In the past, this same process was done using latex paint (ack!). Today, they do also make plastic wraps that can help achieve some of the above benefits, but those plastic sleeves can also harbor unwanted and overwintering insects.

Recipe and Application:

  • In a 5 gallon bucket, soak a Biodynamic prep 500 (a specially composted manure you can purchase online) for an hour in 2.5 gallons of unchlorinated water. If a Biodynamic prep is not being used or is not available, then you can add ¼ cup of fully decomposed compost.
  • In another 5 gallon bucket, you’re going to brew some Horsetail “tea” (Equisetum arvense), which is made from the dried Horsetail herb. Add 0.75 ounces of the dried Horsetail to ½ gallon of water (non-chlorinated) and allow to “steep” for 15 minutes. For Biodynamic practitioners, this tea is then stirred for 10 minutes.


  • While these items are soaking, you can begin to prep your trees for the paste application. Wearing heavy gloves, rub away any loose/flaking off bark and lichen from the tree trunk. Do this all the way down to the ground and up to the first couple of lateral tree limbs. If there are small shoots at the base of the tree, cut them off and lay back any grasses/debris so you can get as close to the ground as possible.
  • Add the 2.5 gallons of Biodynamic prep 500 (or your ¼ cup compost, if using) to the ½ gallon of horsetail tea and mix together. Slowly add 5 lbs. of clay (bentonite or kaolin) to the liquid ingredients and a small amount of limestone, if using. Use a stick or thin piece of wood to stir often.
  • Once incorporated, slowly add additional non-chlorinated water, as needed, to create a thick paste (similar to a thick paint consistency) to brush on, or dilute it further to allow for a spray application using a back-pack or other sprayer.
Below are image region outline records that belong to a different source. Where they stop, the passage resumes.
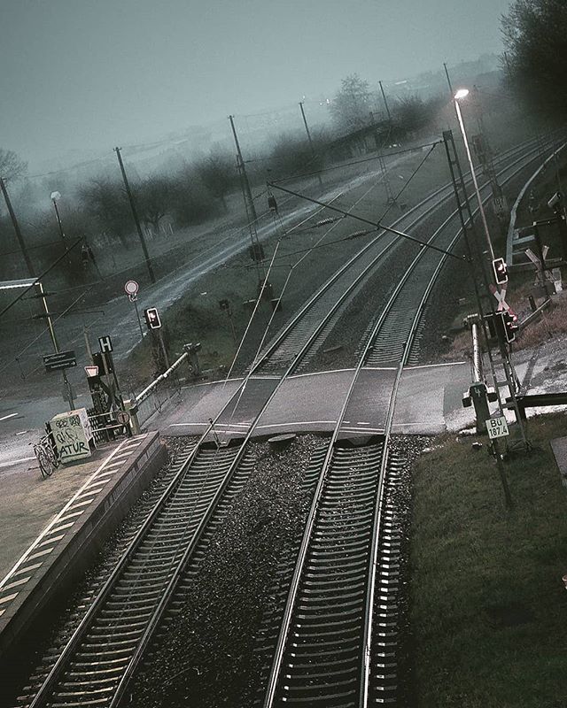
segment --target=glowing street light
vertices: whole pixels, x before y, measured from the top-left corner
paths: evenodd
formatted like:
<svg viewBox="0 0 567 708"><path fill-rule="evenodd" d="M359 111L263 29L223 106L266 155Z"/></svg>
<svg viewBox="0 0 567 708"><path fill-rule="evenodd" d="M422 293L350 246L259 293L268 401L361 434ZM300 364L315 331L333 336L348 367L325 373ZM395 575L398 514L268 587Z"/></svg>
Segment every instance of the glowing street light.
<svg viewBox="0 0 567 708"><path fill-rule="evenodd" d="M57 217L57 223L59 227L59 235L61 236L61 241L63 242L63 245L65 246L65 252L67 253L67 240L65 237L65 232L63 231L63 224L61 223L61 217L59 216L59 210L57 208L58 200L61 198L60 192L51 192L51 201L53 202L53 208L55 209L55 216ZM71 263L71 258L67 253L67 260Z"/></svg>
<svg viewBox="0 0 567 708"><path fill-rule="evenodd" d="M470 148L469 147L469 139L467 138L467 132L464 129L464 122L462 120L462 113L461 112L461 106L459 101L462 98L466 98L469 96L468 88L459 88L454 95L454 110L456 111L459 127L462 134L462 140L464 142L464 148L467 152L467 159L469 160L469 166L470 167L470 175L472 177L472 183L475 186L475 193L477 195L477 201L478 202L478 211L480 212L480 218L482 219L485 235L486 236L486 243L488 244L488 251L490 253L491 260L494 260L494 250L493 248L493 242L490 238L490 232L488 230L488 223L486 221L486 214L485 213L485 207L482 204L482 197L480 196L480 190L478 189L478 182L477 181L477 174L475 173L474 165L472 164L472 157L470 155Z"/></svg>

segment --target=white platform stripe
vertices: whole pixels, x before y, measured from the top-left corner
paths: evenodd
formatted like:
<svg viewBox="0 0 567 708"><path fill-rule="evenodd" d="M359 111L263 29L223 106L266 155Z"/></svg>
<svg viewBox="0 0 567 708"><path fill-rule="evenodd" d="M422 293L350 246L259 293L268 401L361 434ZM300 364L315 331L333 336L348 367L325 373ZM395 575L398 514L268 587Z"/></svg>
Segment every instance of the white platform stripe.
<svg viewBox="0 0 567 708"><path fill-rule="evenodd" d="M52 537L50 536L50 538L47 541L43 541L39 544L39 546L37 546L37 548L41 548L42 546L47 546L50 543L52 543L53 545L55 545L55 543L57 543L58 541L60 541L63 538L64 535L65 535L65 534L59 534L58 536L52 536Z"/></svg>
<svg viewBox="0 0 567 708"><path fill-rule="evenodd" d="M17 588L19 585L23 585L24 583L27 582L27 581L31 578L31 575L28 575L27 578L20 578L19 581L14 581L11 582L10 585L6 585L4 589L4 590L11 590L13 588Z"/></svg>
<svg viewBox="0 0 567 708"><path fill-rule="evenodd" d="M20 568L19 570L17 570L15 573L12 573L12 577L15 578L16 575L21 575L22 573L29 573L32 570L35 570L36 568L39 568L39 566L41 565L42 565L41 563L34 563L33 566L26 566L25 568Z"/></svg>
<svg viewBox="0 0 567 708"><path fill-rule="evenodd" d="M92 504L94 498L95 497L92 496L90 499L84 499L82 502L76 502L76 504L74 504L73 506L71 506L69 508L70 509L80 509L82 506L89 506L89 504Z"/></svg>
<svg viewBox="0 0 567 708"><path fill-rule="evenodd" d="M120 442L120 445L118 445L110 453L110 455L108 455L108 457L103 460L98 468L90 475L90 477L74 495L74 496L65 504L57 516L47 525L47 527L45 527L35 541L34 541L27 550L20 556L19 560L4 576L4 578L0 581L0 595L3 595L4 591L13 587L14 584L24 585L33 577L30 575L21 581L16 581L16 583L14 583L12 580L15 575L20 575L23 573L29 573L32 570L35 571L37 568L41 567L43 565L42 561L34 563L33 565L29 565L29 561L37 560L37 558L43 558L53 550L57 543L58 543L58 542L65 536L65 534L63 534L58 535L57 537L53 537L53 534L57 534L58 532L60 533L60 531L67 529L74 525L76 518L81 516L85 511L84 509L80 509L79 511L74 510L77 509L77 507L87 506L89 504L94 500L96 495L103 489L100 487L97 489L93 489L92 487L100 484L104 485L109 481L110 476L108 476L108 479L97 478L106 477L108 474L112 475L113 472L115 472L115 470L108 470L111 463L113 463L116 458L121 459L122 458L129 456L131 450L134 448L138 447L142 443L142 441L146 437L147 434L144 434L142 435L136 435L136 438ZM128 450L128 452L125 453L125 450ZM118 464L117 468L120 467L120 465L121 462ZM89 496L91 496L91 498L86 499L85 497ZM46 544L49 544L50 547L43 548L43 546ZM0 604L5 605L6 603L13 600L18 596L18 595L19 593L15 592L4 597L0 597ZM4 609L0 610L0 614L4 614Z"/></svg>

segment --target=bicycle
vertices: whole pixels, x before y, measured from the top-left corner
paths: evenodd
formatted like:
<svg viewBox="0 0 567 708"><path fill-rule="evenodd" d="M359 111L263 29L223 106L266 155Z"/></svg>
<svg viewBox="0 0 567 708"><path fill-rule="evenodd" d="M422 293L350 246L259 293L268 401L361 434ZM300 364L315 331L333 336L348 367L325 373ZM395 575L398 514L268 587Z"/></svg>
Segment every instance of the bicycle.
<svg viewBox="0 0 567 708"><path fill-rule="evenodd" d="M34 443L34 453L37 458L42 477L44 480L47 477L50 477L53 474L53 470L59 466L59 458L50 435L43 435L39 439L38 442Z"/></svg>

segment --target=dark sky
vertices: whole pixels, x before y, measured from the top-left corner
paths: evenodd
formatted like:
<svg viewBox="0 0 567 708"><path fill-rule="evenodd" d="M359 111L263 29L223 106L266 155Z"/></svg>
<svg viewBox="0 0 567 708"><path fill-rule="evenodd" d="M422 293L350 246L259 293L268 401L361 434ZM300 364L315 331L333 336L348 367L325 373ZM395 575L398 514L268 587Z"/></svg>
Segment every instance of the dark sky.
<svg viewBox="0 0 567 708"><path fill-rule="evenodd" d="M509 0L0 0L0 147L30 162L501 50Z"/></svg>

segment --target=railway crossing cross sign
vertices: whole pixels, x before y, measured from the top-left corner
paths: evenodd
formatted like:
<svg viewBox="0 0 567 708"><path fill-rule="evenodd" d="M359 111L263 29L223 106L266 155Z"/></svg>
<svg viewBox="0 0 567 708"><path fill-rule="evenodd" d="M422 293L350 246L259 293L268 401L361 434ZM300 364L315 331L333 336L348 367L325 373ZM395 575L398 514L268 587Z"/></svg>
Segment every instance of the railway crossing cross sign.
<svg viewBox="0 0 567 708"><path fill-rule="evenodd" d="M103 337L98 337L98 345L103 354L113 351L113 342L110 335L105 335Z"/></svg>
<svg viewBox="0 0 567 708"><path fill-rule="evenodd" d="M516 314L516 312L512 310L509 304L506 302L506 289L502 288L502 289L498 292L498 289L494 285L490 285L490 291L494 296L494 297L498 300L498 307L496 308L497 312L509 312L512 316Z"/></svg>

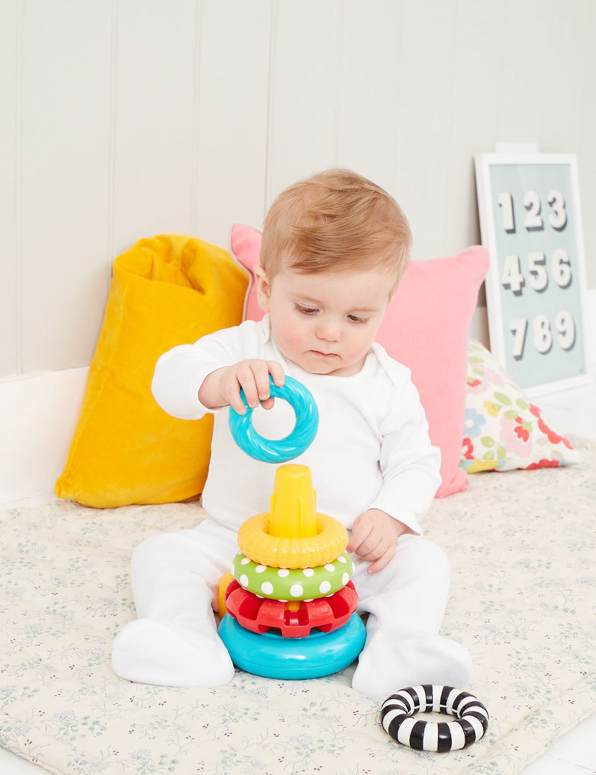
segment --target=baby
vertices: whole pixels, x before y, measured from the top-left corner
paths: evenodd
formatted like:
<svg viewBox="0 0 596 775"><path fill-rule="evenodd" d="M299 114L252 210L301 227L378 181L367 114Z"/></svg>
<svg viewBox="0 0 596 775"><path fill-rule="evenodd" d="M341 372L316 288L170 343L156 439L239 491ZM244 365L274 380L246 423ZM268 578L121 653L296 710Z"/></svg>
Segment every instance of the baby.
<svg viewBox="0 0 596 775"><path fill-rule="evenodd" d="M254 270L263 320L160 358L152 385L158 403L189 420L215 415L202 496L210 518L136 549L138 619L114 642L119 675L166 686L232 678L212 601L238 550L238 528L269 509L276 467L236 445L229 408L243 414L242 388L250 407L268 410L253 415L259 432L283 437L293 412L270 396L270 375L281 386L288 374L311 391L319 412L317 436L295 462L312 470L317 510L349 531L359 611L369 615L352 686L386 697L412 684L469 683L467 649L438 634L449 563L421 537L418 522L440 482L439 453L409 370L374 342L410 244L398 204L366 178L330 170L301 181L265 219Z"/></svg>

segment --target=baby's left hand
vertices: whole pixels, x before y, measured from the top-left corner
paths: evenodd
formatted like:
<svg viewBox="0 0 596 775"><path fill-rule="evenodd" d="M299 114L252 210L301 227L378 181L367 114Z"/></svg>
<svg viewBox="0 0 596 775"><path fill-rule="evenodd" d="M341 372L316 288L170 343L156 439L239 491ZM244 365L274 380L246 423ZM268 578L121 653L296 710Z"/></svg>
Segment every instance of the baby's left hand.
<svg viewBox="0 0 596 775"><path fill-rule="evenodd" d="M369 508L354 520L347 551L371 563L367 573L376 574L389 563L398 539L406 532L411 530L403 522L378 508Z"/></svg>

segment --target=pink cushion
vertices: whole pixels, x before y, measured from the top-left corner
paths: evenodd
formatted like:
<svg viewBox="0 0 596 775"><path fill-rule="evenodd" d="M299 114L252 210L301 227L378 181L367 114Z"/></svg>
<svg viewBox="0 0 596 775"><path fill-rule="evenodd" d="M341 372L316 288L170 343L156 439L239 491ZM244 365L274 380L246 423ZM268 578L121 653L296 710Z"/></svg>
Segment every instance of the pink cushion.
<svg viewBox="0 0 596 775"><path fill-rule="evenodd" d="M260 233L232 229L232 251L252 270L259 260ZM377 336L389 355L412 370L429 421L430 438L441 450L443 482L437 498L467 487L460 467L466 402L468 326L478 289L488 270L488 252L472 247L457 256L412 261L389 303ZM246 317L260 320L254 285Z"/></svg>

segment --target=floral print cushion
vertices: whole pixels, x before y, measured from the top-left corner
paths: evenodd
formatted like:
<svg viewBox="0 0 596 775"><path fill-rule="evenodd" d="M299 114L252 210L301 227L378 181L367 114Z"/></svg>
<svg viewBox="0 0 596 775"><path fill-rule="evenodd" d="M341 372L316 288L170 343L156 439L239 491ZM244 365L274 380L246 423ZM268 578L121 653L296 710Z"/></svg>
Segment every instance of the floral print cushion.
<svg viewBox="0 0 596 775"><path fill-rule="evenodd" d="M579 463L569 441L543 417L494 356L470 341L460 466L467 474Z"/></svg>

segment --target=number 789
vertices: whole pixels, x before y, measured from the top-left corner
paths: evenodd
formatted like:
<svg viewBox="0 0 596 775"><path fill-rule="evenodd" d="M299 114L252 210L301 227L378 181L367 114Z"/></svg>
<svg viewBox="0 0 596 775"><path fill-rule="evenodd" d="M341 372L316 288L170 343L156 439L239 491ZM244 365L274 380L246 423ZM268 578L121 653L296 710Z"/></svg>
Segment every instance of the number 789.
<svg viewBox="0 0 596 775"><path fill-rule="evenodd" d="M562 309L555 315L555 337L562 350L568 350L575 344L575 324L571 313ZM514 318L509 321L509 330L513 334L512 354L516 360L523 357L525 335L528 330L527 318ZM542 355L553 346L553 332L546 315L536 315L532 322L532 343L536 351Z"/></svg>

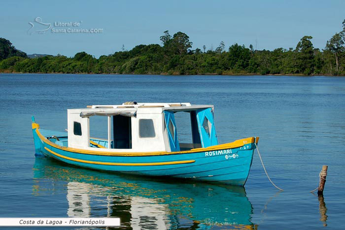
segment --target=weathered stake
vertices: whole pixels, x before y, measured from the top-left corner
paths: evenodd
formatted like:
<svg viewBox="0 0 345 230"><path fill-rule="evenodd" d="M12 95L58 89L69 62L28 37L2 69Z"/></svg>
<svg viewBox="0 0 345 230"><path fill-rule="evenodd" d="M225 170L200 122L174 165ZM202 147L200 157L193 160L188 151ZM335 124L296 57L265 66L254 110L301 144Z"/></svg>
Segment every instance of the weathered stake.
<svg viewBox="0 0 345 230"><path fill-rule="evenodd" d="M323 189L326 183L326 177L327 176L327 165L322 165L322 169L320 172L320 183L319 187L317 189L317 195L322 196L323 195Z"/></svg>

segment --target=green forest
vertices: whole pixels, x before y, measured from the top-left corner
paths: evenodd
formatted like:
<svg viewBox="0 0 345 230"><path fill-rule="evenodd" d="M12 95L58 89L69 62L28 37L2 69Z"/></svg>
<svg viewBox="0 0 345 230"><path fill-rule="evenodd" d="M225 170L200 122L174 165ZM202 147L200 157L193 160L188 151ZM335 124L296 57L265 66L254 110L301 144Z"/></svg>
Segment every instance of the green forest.
<svg viewBox="0 0 345 230"><path fill-rule="evenodd" d="M168 31L161 44L139 45L131 50L97 59L85 52L68 58L58 55L28 58L10 41L0 38L0 72L22 73L118 73L154 74L284 74L345 75L345 20L320 50L312 37L304 36L296 48L256 50L250 45L234 44L226 48L221 41L214 50L192 49L193 42L182 32Z"/></svg>

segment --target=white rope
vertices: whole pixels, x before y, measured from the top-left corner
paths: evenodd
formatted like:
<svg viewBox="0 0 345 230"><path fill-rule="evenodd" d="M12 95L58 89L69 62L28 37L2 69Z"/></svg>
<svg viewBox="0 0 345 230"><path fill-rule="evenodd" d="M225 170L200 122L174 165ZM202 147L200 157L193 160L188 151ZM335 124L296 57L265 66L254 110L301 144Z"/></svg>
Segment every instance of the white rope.
<svg viewBox="0 0 345 230"><path fill-rule="evenodd" d="M311 190L310 191L310 193L313 193L313 192L315 192L315 191L316 191L317 190L317 189L320 188L320 186L321 185L321 179L322 179L323 180L325 180L325 181L326 181L326 179L324 178L323 177L324 176L325 177L326 176L327 176L327 171L324 171L323 170L321 170L321 171L320 172L320 174L319 174L319 177L320 177L320 180L319 181L319 186L317 188L316 188L314 190Z"/></svg>
<svg viewBox="0 0 345 230"><path fill-rule="evenodd" d="M259 157L260 158L260 160L261 161L261 164L262 164L262 166L263 167L264 170L265 170L265 173L266 174L266 176L267 176L267 178L268 178L269 180L270 180L270 181L271 182L271 183L272 183L272 184L273 184L276 188L277 189L279 189L279 190L280 190L280 191L283 191L284 190L281 189L281 188L280 188L279 187L278 187L278 186L277 186L275 184L275 183L273 183L273 182L271 180L271 178L270 178L270 177L269 177L269 175L268 175L268 174L267 173L267 171L266 171L266 168L265 167L265 165L264 165L264 163L263 163L263 161L262 161L262 159L261 159L261 155L260 154L260 152L259 152L259 149L258 148L258 146L256 145L256 143L254 142L254 143L255 144L255 146L256 146L256 151L257 151L257 152L258 152L258 154L259 154Z"/></svg>

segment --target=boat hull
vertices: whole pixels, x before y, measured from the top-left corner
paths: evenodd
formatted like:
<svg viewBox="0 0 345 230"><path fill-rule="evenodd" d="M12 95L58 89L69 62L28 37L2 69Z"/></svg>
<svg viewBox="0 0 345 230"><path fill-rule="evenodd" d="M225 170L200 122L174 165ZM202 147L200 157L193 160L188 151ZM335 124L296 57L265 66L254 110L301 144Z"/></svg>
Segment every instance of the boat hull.
<svg viewBox="0 0 345 230"><path fill-rule="evenodd" d="M240 145L223 144L179 152L124 154L78 151L51 142L41 133L38 126L33 128L36 154L67 164L98 170L240 186L245 184L255 148L255 138L252 137L243 139Z"/></svg>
  • Using a brush, paint or “white wash” the paste onto the trunk from the soil line to the first main lateral limbs. Try to get into the crevices and get a thin layer all over the bark.

2016_12_05 Painting Clay on Bark (15).JPG

  • For full insect protection (and depending on its size), the entire tree can be painted/sprayed—limbs, twigs, and buds—to smother hibernating pests such as the eggs of aphids, mites, and scales.

Many tree “facial” application recipes exist, so feel free to look around and find a recipe you like or modify this one to meet your needs! It’s worth investing your time and getting the most out of your fruit trees!

Cheers to looking after our fruit trees!